|Alan Ladd in his star-making role.|
Alan Ladd became a star as anti-hero Raven, a contract killer who is double-crossed by his client. The film's opening scene tells us all we need to know about the quiet Raven. He takes in a stray kitten and feeds it milk. But when the cleaning lady (dressed like a showgirl) shoos away the cat, Raven grabs her, rips her dress, and slaps her backhanded across the face. Here is a man that is ruthless, but with a morsel of humanity buried deep inside. (Later, Raven tries to rationalize his affection for cats by claiming that they bring luck.)
|Raven kills the innocent girlfriend.|
The plot hinges on a chance encounter when Raven and nightclub entertainer Ellen Graham (Veronica Lake) wind up sitting together on a train from San Francisco to Los Angeles. Raven is going to L.A. to find Willard Gates (Laird Cregar), an obvious middleman who hired Raven and then tipped off the police by paying the killer with stolen money. Raven's objective is to find out who Gates works for and then kill Gates and his employer.
Unknown to Raven, Ellen is also traveling to meet Gates, who owns The Neptune Club. A U.S. senator has informed Ellen that Gates is working for a powerful man who is selling a secret formula to the enemy. Ellen's mission is to find out the identity of Gates' employer.
|Veronica Lake and Alan Ladd.|
Ellen is touched by the fact this hardened killer is willing to confide his darkest secret to her. She is also attracted to his decisiveness and moxie when he rescues her from Gates' henchman.
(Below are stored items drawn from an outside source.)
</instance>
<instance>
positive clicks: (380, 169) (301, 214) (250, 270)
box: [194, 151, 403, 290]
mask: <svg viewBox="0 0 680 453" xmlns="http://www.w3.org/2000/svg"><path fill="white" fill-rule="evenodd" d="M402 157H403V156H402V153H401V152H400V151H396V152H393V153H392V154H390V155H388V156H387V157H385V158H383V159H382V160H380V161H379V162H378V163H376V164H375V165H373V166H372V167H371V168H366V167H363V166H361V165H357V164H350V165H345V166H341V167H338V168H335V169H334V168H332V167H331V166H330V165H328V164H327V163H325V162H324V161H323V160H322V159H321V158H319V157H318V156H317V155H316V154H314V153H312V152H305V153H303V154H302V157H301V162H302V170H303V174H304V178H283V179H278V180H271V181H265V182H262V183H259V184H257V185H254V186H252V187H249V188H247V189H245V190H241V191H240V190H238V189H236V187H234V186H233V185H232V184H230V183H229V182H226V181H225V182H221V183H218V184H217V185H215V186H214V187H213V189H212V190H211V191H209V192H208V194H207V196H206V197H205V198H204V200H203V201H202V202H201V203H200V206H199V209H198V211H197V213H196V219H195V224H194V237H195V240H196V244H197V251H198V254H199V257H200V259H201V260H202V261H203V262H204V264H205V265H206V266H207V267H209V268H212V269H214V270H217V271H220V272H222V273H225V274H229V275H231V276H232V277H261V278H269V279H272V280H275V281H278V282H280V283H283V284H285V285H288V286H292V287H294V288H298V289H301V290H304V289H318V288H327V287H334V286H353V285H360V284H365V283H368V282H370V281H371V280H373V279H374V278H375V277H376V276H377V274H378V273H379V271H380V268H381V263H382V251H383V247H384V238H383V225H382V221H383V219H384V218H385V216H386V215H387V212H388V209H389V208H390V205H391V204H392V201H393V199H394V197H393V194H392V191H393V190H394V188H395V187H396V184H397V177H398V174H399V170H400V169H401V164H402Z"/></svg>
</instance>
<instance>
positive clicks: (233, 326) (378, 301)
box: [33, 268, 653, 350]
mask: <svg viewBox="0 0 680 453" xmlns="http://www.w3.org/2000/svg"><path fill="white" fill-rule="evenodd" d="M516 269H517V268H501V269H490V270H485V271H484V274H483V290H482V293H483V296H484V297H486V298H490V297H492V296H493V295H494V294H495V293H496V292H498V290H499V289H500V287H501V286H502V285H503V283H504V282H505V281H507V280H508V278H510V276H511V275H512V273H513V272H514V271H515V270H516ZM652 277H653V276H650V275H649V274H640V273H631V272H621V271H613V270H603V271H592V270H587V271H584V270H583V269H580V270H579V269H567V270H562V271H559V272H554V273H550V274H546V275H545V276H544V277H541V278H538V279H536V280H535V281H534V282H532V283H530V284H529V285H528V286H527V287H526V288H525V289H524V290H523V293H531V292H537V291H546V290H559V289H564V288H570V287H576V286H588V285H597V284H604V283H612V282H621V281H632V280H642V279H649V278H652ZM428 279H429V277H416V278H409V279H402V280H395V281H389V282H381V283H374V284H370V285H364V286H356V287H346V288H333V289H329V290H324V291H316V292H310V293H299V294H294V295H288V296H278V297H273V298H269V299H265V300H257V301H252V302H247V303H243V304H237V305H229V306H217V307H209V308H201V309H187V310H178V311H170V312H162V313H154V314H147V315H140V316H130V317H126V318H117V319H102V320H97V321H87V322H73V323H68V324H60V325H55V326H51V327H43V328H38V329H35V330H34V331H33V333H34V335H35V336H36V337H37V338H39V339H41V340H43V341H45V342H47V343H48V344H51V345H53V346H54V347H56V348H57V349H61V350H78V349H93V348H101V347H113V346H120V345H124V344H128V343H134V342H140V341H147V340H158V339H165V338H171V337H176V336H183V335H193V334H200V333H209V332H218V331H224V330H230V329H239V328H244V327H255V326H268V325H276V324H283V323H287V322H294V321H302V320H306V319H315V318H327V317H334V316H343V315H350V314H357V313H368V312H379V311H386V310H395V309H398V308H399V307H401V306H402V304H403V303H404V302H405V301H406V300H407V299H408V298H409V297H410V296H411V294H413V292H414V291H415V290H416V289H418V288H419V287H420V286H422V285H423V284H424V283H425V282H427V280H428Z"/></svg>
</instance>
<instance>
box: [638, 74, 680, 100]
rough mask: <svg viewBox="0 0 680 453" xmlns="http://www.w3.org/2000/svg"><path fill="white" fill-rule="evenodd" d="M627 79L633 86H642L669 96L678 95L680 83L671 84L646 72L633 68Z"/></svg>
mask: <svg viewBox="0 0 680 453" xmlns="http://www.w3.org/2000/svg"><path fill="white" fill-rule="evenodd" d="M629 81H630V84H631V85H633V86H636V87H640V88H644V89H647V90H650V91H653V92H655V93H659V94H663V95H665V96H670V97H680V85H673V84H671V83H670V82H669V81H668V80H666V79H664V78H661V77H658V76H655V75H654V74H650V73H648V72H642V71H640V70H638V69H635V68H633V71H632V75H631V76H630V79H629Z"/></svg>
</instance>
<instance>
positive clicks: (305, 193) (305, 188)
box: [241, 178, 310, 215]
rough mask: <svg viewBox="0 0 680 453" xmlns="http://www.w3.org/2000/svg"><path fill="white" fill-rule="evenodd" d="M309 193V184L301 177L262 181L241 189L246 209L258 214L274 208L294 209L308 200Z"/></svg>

In many films, this relationship would have involved into an unlikely romance. But in This Gun for Hire, Ellen kisses Raven on the cheek and that's it. There are no looks of missed opportunities. Raven is simply not a man that falls in love easily (if at all). And Ellen truly loves her police detective boyfriend (Robert Preston).
|Laird Cregar as Gates,|
Director Frank Tuttle and cinematographer John Seitz team up on a number of exciting visuals. The chase through the train yard and the drainage pipes may be the film's highlight, but there are clever bits throughout. My favorite may be a scene where the hotel maid goes to use a pay phone in a police-filled lobby, unaware that Raven is hiding there. He presses his gun against her side as she pretends to talk on the phone. Her phone dialogue consists of answers to his questions. It's a brilliant merger of smart dialogue and murky lighting.
|Veronica Lake as Ellen.|
This Gun for Hire was loosely based on Graham Greene's 1936 novel This Gun for Sale. James Cagney directed a remake in 1957 called Short Cut to Hell, which starred Robert Ivers and Georgann Johnson. It was Cagney's only stint in the director's chair.